Blijkens de memorie van toelichting is uit een interne ambtelijke evaluatie van de Effectenvernieuwingswet gebleken dat er geen behoefte meer bestaat aan een regeling van vervanging van beschadigde of verloren gegane effecten via een bijzondere instellling, nu van deze regeling in de Effectenvernieuwingswet in de praktijk nauwelijks meer gebruik wordt gemaakt. In dit kader verzoeken deze leden de regering aan te geven wat de toegevoegde waarde is van onderhavig wetsvoorstel. Immers, de besparingen zijn gering, terwijl een sluitende regeling wordt vervangen door een nieuwe, minder omvattende, regeling waarvan de precieze gevolgen onzeker zijn.

Kan de regering een nadere toelichting geven op de vraag waarom overheidsbemoeienis in dezen gerechtvaardigd is? Is deze vraag betrokken bij het voornemen de Stiching Effectenvernieuwingsbureau, een zelfstandig bestuursorgaan, te ontbinden om vervolgens de uitvoering van de betreffende functie onder verantwoordelijkheid van het agentschap van het Ministerie van Financiën te laten plaatsvinden?

Welke gevolgen heeft deze overheveling voor de ministeriële verantwoordelijkheid? Is overwogen deze functie onder te brengen bij de Stichting Toezicht Effectenverkeer c.q. de Nederlandsche Bank, zo vragen dezen leden.
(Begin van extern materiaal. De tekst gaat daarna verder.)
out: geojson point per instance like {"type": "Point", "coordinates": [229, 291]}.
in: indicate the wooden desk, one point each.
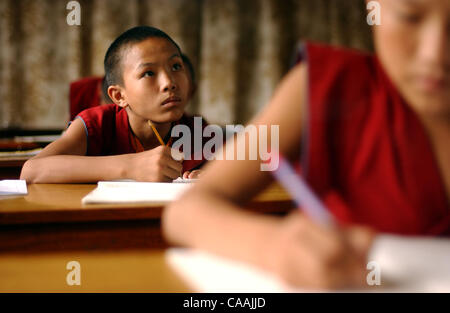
{"type": "Point", "coordinates": [52, 218]}
{"type": "Point", "coordinates": [101, 271]}
{"type": "Point", "coordinates": [10, 167]}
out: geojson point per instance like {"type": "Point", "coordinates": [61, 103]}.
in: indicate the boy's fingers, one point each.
{"type": "Point", "coordinates": [171, 173]}
{"type": "Point", "coordinates": [174, 154]}
{"type": "Point", "coordinates": [176, 166]}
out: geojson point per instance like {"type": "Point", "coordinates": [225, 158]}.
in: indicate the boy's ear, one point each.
{"type": "Point", "coordinates": [116, 93]}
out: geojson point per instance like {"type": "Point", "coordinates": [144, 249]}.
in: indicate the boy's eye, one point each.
{"type": "Point", "coordinates": [410, 18]}
{"type": "Point", "coordinates": [177, 67]}
{"type": "Point", "coordinates": [148, 74]}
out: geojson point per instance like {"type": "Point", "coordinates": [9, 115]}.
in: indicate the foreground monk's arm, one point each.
{"type": "Point", "coordinates": [210, 215]}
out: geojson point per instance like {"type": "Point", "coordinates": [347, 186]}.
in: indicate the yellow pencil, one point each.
{"type": "Point", "coordinates": [156, 133]}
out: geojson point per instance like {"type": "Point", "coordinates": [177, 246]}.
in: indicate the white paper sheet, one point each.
{"type": "Point", "coordinates": [11, 187]}
{"type": "Point", "coordinates": [134, 192]}
{"type": "Point", "coordinates": [410, 264]}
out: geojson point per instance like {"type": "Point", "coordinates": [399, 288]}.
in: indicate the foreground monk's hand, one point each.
{"type": "Point", "coordinates": [304, 254]}
{"type": "Point", "coordinates": [192, 174]}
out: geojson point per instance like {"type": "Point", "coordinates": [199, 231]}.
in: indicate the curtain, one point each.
{"type": "Point", "coordinates": [240, 49]}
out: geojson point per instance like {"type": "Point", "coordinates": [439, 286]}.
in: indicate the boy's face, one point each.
{"type": "Point", "coordinates": [413, 43]}
{"type": "Point", "coordinates": [155, 82]}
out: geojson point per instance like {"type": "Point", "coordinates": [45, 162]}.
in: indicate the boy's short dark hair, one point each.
{"type": "Point", "coordinates": [113, 57]}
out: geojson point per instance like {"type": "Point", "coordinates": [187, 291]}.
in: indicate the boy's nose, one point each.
{"type": "Point", "coordinates": [435, 44]}
{"type": "Point", "coordinates": [167, 82]}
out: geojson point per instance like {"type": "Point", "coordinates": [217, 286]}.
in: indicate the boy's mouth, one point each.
{"type": "Point", "coordinates": [171, 100]}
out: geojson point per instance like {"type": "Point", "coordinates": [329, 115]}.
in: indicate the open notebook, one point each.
{"type": "Point", "coordinates": [410, 264]}
{"type": "Point", "coordinates": [136, 192]}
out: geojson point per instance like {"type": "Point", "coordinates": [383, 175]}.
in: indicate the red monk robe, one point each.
{"type": "Point", "coordinates": [365, 152]}
{"type": "Point", "coordinates": [109, 133]}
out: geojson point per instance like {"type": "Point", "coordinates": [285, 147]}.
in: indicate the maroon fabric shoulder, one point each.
{"type": "Point", "coordinates": [108, 130]}
{"type": "Point", "coordinates": [367, 154]}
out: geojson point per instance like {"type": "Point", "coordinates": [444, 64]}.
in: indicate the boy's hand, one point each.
{"type": "Point", "coordinates": [156, 165]}
{"type": "Point", "coordinates": [192, 175]}
{"type": "Point", "coordinates": [306, 254]}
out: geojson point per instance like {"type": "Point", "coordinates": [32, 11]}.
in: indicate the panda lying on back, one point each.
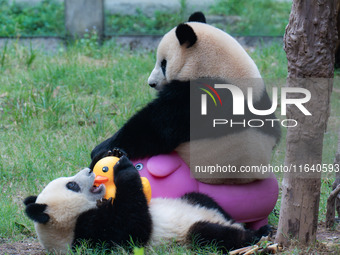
{"type": "Point", "coordinates": [68, 210]}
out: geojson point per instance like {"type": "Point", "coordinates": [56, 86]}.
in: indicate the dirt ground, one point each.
{"type": "Point", "coordinates": [328, 243]}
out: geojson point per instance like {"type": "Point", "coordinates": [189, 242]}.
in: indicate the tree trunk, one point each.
{"type": "Point", "coordinates": [310, 41]}
{"type": "Point", "coordinates": [337, 51]}
{"type": "Point", "coordinates": [337, 176]}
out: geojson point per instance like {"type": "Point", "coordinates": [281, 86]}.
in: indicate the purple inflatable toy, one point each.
{"type": "Point", "coordinates": [250, 203]}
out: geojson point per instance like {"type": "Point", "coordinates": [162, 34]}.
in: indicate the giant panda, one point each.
{"type": "Point", "coordinates": [69, 210]}
{"type": "Point", "coordinates": [190, 51]}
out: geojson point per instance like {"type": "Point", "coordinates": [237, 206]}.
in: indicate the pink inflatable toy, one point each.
{"type": "Point", "coordinates": [250, 203]}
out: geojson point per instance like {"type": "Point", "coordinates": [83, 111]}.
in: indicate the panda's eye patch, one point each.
{"type": "Point", "coordinates": [73, 186]}
{"type": "Point", "coordinates": [163, 66]}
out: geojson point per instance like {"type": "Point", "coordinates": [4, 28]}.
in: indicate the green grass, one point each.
{"type": "Point", "coordinates": [56, 108]}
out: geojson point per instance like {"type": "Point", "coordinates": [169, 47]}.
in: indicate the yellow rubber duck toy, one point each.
{"type": "Point", "coordinates": [104, 175]}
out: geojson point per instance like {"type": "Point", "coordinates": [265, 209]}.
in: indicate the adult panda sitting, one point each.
{"type": "Point", "coordinates": [190, 51]}
{"type": "Point", "coordinates": [67, 212]}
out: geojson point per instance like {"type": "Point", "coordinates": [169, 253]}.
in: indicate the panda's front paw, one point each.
{"type": "Point", "coordinates": [124, 170]}
{"type": "Point", "coordinates": [264, 231]}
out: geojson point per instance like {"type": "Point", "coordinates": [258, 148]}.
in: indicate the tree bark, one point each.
{"type": "Point", "coordinates": [310, 41]}
{"type": "Point", "coordinates": [337, 176]}
{"type": "Point", "coordinates": [337, 51]}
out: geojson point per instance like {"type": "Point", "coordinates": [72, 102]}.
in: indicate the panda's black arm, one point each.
{"type": "Point", "coordinates": [158, 128]}
{"type": "Point", "coordinates": [127, 219]}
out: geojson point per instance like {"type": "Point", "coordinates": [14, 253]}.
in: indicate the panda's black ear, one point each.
{"type": "Point", "coordinates": [30, 200]}
{"type": "Point", "coordinates": [186, 35]}
{"type": "Point", "coordinates": [36, 212]}
{"type": "Point", "coordinates": [197, 17]}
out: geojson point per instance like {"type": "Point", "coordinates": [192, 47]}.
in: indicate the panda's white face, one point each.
{"type": "Point", "coordinates": [211, 53]}
{"type": "Point", "coordinates": [66, 198]}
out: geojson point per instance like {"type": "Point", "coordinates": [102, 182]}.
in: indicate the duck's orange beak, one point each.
{"type": "Point", "coordinates": [100, 179]}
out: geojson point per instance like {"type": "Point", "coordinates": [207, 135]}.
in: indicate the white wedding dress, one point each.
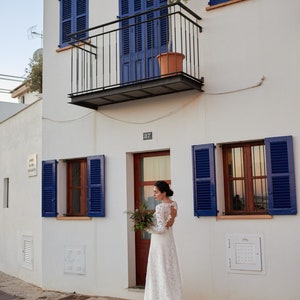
{"type": "Point", "coordinates": [163, 277]}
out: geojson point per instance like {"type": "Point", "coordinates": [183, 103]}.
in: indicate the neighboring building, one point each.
{"type": "Point", "coordinates": [112, 126]}
{"type": "Point", "coordinates": [8, 109]}
{"type": "Point", "coordinates": [23, 95]}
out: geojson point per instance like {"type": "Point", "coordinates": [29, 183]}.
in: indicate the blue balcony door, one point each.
{"type": "Point", "coordinates": [142, 37]}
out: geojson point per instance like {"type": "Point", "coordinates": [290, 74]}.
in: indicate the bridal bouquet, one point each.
{"type": "Point", "coordinates": [142, 218]}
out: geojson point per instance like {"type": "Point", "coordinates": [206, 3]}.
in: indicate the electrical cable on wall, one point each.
{"type": "Point", "coordinates": [172, 112]}
{"type": "Point", "coordinates": [239, 90]}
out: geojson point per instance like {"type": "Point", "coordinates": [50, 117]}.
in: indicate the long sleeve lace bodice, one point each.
{"type": "Point", "coordinates": [162, 216]}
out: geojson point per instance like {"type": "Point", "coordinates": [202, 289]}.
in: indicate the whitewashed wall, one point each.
{"type": "Point", "coordinates": [242, 44]}
{"type": "Point", "coordinates": [20, 138]}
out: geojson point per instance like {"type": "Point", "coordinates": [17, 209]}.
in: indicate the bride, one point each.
{"type": "Point", "coordinates": [163, 276]}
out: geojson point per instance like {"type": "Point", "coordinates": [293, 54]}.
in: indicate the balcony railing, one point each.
{"type": "Point", "coordinates": [120, 60]}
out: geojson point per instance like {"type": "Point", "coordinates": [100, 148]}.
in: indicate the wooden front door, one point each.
{"type": "Point", "coordinates": [148, 168]}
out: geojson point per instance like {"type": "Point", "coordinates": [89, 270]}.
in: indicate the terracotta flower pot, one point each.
{"type": "Point", "coordinates": [170, 62]}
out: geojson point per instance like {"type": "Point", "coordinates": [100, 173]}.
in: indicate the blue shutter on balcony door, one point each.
{"type": "Point", "coordinates": [65, 21]}
{"type": "Point", "coordinates": [141, 39]}
{"type": "Point", "coordinates": [73, 18]}
{"type": "Point", "coordinates": [81, 22]}
{"type": "Point", "coordinates": [96, 186]}
{"type": "Point", "coordinates": [49, 188]}
{"type": "Point", "coordinates": [204, 180]}
{"type": "Point", "coordinates": [281, 176]}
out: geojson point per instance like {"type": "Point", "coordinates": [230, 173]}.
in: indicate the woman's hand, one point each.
{"type": "Point", "coordinates": [173, 216]}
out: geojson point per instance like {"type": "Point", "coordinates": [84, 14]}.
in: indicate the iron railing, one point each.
{"type": "Point", "coordinates": [125, 51]}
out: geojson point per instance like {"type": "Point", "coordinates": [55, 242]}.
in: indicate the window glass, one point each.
{"type": "Point", "coordinates": [245, 178]}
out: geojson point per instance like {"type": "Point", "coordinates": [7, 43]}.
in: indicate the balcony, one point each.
{"type": "Point", "coordinates": [120, 62]}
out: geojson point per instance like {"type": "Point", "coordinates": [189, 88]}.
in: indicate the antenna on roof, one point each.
{"type": "Point", "coordinates": [32, 33]}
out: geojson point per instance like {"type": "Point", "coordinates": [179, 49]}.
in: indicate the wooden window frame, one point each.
{"type": "Point", "coordinates": [247, 177]}
{"type": "Point", "coordinates": [82, 187]}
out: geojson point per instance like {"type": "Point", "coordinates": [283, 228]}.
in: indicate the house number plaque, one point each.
{"type": "Point", "coordinates": [147, 135]}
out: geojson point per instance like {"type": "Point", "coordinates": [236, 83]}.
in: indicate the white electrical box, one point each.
{"type": "Point", "coordinates": [244, 252]}
{"type": "Point", "coordinates": [75, 260]}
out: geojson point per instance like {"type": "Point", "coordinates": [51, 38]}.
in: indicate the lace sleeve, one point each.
{"type": "Point", "coordinates": [159, 222]}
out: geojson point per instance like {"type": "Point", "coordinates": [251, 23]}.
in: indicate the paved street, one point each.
{"type": "Point", "coordinates": [12, 288]}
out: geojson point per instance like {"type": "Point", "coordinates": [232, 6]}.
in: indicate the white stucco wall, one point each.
{"type": "Point", "coordinates": [240, 44]}
{"type": "Point", "coordinates": [21, 137]}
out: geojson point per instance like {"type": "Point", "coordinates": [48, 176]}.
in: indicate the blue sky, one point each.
{"type": "Point", "coordinates": [17, 18]}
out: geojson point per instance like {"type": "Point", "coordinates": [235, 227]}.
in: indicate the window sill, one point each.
{"type": "Point", "coordinates": [244, 217]}
{"type": "Point", "coordinates": [223, 4]}
{"type": "Point", "coordinates": [65, 218]}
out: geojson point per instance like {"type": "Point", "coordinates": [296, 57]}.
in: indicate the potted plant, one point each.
{"type": "Point", "coordinates": [171, 62]}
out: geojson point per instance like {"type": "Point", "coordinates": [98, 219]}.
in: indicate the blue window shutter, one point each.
{"type": "Point", "coordinates": [49, 188]}
{"type": "Point", "coordinates": [73, 18]}
{"type": "Point", "coordinates": [81, 17]}
{"type": "Point", "coordinates": [96, 186]}
{"type": "Point", "coordinates": [141, 43]}
{"type": "Point", "coordinates": [281, 176]}
{"type": "Point", "coordinates": [215, 2]}
{"type": "Point", "coordinates": [204, 180]}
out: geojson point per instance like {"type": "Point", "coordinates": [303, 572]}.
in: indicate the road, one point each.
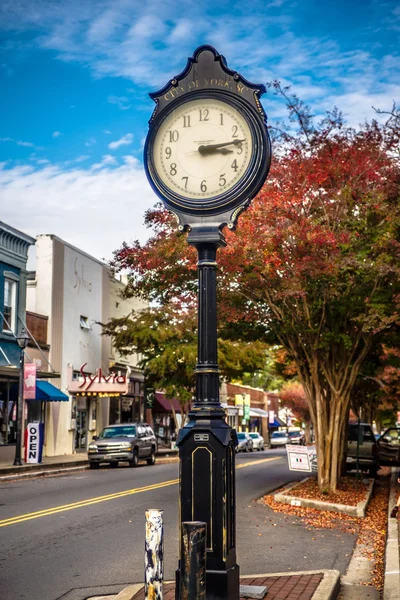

Voorts verzoeken deze leden de regering aan te geven waarom de nieuwe regeling in tegenstelling tot de oude regeling niet voorziet in de vervanging van andere stukken dan aandelen aan toonder. De argumentatie dat bij andere stukken dan aandelen aan toonder geen sprake is van uitoefening van het stemrecht, en dat de niet-fysieke verhandeling hiervan zich nog verder zal voortzetten, kan deze leden niet geheel overtuigen. In welke mate ondervangen de algemene bepalingen van het Burgerlijk Wetboek de vervanging van andere stukken, zoals obligaties, pandbrieven en opties? Dit doet zich in het bijzonder voor in het geval dat van deze stukken geen administratie is gevoerd. Is er ten aanzien van rechthebbenden van genoemde andere stukken niet sprake van een onaanvaardbare verslechtering van hun rechtspositie?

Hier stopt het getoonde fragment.